Two Wheels Instead of Four: Your Guide to Road Cycling
There are two key things that will benefit if you take to the road on your bike rather than in your car: the planet and your body. Cycling is much greener and healthier than all the other forms of getting around that you can take. But road cycling isn’t just about getting from one place to another; it’s also about the experience and the fun of it. Driving a car is never as fun as riding a bike and pushing your body to the max. It can be really enjoyable, but challenging too, which is important. Nothing worth doing is 100% easy.
So, if you’re thinking of taking up road cycling, you need to learn a bit more about it first. It’s only fun when you know what you’re doing and how to do it safely. You should feel like you’re in control on the road because if you’re not you could be in danger. This guide will help you get to grips with all the ins and outs of road cycling, so carry on reading.
The Equipment You’ll Need
Before you go any further, you’ll need to think about what equipment you’ll need. You won’t get very far without a bike. Road bikes have a specific design that makes them suited to this kind of cycling, so don’t buy something unsuitable like a mountain bike. You’ll also need to have a basic puncture repair kit to take with you, and there’ll be more information on how to fix punctures below. Having a pump for inflating your tyres on a long cycling session will be important, and you should take money for food.
What to Wear
Wearing the right things is just as important as having the right bike. From a safety point of view, you’ll need to have a strong helmet that will keep you protected in the event of a fall. Things like concussion can be avoided if you’re wearing the right helmet, so don’t take the risk of riding without one. Shoes that are made for road-riding can be bought. They should have a firm sole to keep your feet protected and make cycling easier for you. A jersey and shorts are the best clothes to wear because they are aerodynamic and don’t hold you back.
Road Cycling Etiquette
There are some forms of etiquette that you will have to adhere to when you’re cycling on the road. First of all, be sure not to make too many unpredictable moves. When you make a move without letting your fellow road users know, you could cause a crash. So, always signal and make your next move clear. You should also play by the same rules as those people on the road who are driving cars. Stop at red lights and do what you would if you were in a car. Stay off sidewalks as well; bikes belong on the road.

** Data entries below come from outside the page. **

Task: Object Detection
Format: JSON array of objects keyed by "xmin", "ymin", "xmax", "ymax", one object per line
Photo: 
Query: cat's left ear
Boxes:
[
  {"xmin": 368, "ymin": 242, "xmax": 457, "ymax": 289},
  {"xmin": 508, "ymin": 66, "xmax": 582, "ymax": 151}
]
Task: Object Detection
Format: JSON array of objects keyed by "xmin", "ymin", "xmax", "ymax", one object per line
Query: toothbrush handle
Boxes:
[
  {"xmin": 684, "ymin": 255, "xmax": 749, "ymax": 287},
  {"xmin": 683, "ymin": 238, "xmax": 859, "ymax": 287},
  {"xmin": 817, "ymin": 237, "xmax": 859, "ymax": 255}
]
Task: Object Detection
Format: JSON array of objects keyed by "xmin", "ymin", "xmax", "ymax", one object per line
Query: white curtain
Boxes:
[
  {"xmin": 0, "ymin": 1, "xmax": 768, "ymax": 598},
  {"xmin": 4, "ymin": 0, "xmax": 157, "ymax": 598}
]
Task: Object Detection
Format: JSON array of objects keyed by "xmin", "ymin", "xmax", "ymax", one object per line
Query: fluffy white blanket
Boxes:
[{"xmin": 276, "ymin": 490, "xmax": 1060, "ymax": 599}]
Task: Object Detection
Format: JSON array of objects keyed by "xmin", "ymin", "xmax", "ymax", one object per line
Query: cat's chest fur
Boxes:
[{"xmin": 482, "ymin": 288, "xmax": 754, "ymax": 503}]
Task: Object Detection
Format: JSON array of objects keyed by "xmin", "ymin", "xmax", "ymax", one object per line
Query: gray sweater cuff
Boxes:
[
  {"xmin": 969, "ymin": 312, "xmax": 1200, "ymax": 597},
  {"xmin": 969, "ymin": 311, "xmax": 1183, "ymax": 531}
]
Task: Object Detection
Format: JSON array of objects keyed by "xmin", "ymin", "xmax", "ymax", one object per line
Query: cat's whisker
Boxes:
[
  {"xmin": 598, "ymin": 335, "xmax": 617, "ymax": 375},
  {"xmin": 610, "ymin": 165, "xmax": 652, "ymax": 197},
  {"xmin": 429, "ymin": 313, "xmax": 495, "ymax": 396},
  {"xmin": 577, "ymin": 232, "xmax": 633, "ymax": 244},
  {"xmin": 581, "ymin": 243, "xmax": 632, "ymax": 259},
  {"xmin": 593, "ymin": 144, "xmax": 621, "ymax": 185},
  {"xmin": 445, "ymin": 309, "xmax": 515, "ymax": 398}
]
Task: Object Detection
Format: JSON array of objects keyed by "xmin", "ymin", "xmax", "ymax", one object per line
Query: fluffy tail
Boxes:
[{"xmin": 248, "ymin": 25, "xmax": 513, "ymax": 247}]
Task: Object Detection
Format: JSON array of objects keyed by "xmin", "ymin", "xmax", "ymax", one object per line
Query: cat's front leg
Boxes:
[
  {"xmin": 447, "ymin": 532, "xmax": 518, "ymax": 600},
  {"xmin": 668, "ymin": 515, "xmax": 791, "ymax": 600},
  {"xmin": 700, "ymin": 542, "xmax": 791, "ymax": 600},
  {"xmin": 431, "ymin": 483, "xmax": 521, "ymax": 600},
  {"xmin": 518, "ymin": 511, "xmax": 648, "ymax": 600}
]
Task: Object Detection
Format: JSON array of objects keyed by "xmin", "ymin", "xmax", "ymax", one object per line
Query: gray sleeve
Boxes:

You probably think that you know how to turn on a bike. But you might be surprised to learn that you don’t always have to turn the handlebars to take on a turn in the road. When you are gliding, and the twists and turns are relatively steady and smooth, you should simply lean to one side. It’s a bit like skateboarding; when you lean to the side, your bike will gently turn in that direction. For tighter and sharper turns, you will need to use your handlebars though.
Getting your positioning on the bike right is very important. To begin with, you’ll need to set the position of the saddle and handlebars correctly. For most road cyclists, it’s best to have the saddle at roughly the same height as the handlebars. This allows for a comfortable and practical position when you’re riding. But it’s up to you. Some people prefer to have the saddle slightly higher or lower than the handlebars. Your hands should be positioned at the top of the hoods. And when you need to lower your center of gravity, move your hands down to the lower part of the handlebars. Keep your body relaxed and don’t move your hips too much.
Repairs and Changes
Cycling on the road will eventually lead to some problems. All road cyclists have to get used to making small repairs and changes to their bikes on the road. The most common problem is punctures. These are very common, so you’ll have to know how to handle them properly. To do this, you’ll need a new tube, a pump, and two levers. First, you need to remove the wheel and get the tyre off. Then find the source of the puncture and remove any debris that caused the problem. You can then patch the inner tube, mount the tyre and inflate it.
Pedaling is pedaling, right? Well, not quite. There are wrong ways and right ways to pedal when you’re on the road, and you should know the difference. Your pedaling style needs to be light and balanced. That means that the pressure you exert on the pedals should be the same. If you slam down on the pedal and then go more lightly, this is wrong. Instead, stay light and keep the pace the same. This will allow you to get the best movement and a smooth riding experience. Cyclists always say you should cycle in circles and not squares. That’s just a way of saying that you should be smooth and consistent throughout each cycle.
The Dangers You’ll Face
Cycling on the road is a lot of fun, but that doesn’t mean that there aren’t dangers that you will face. Of course, the most obvious of them is other road-users, particularly cars. So, you need to know how to keep your distance from cars and remain alert so that you can react quickly. You can’t account for the actions of other road users, but you can make sure that you respond rapidly to avoid harm. You should also always take a bottle of water with you so that you can stay hydrated. Becoming dehydrated when cycling can be very dangerous indeed.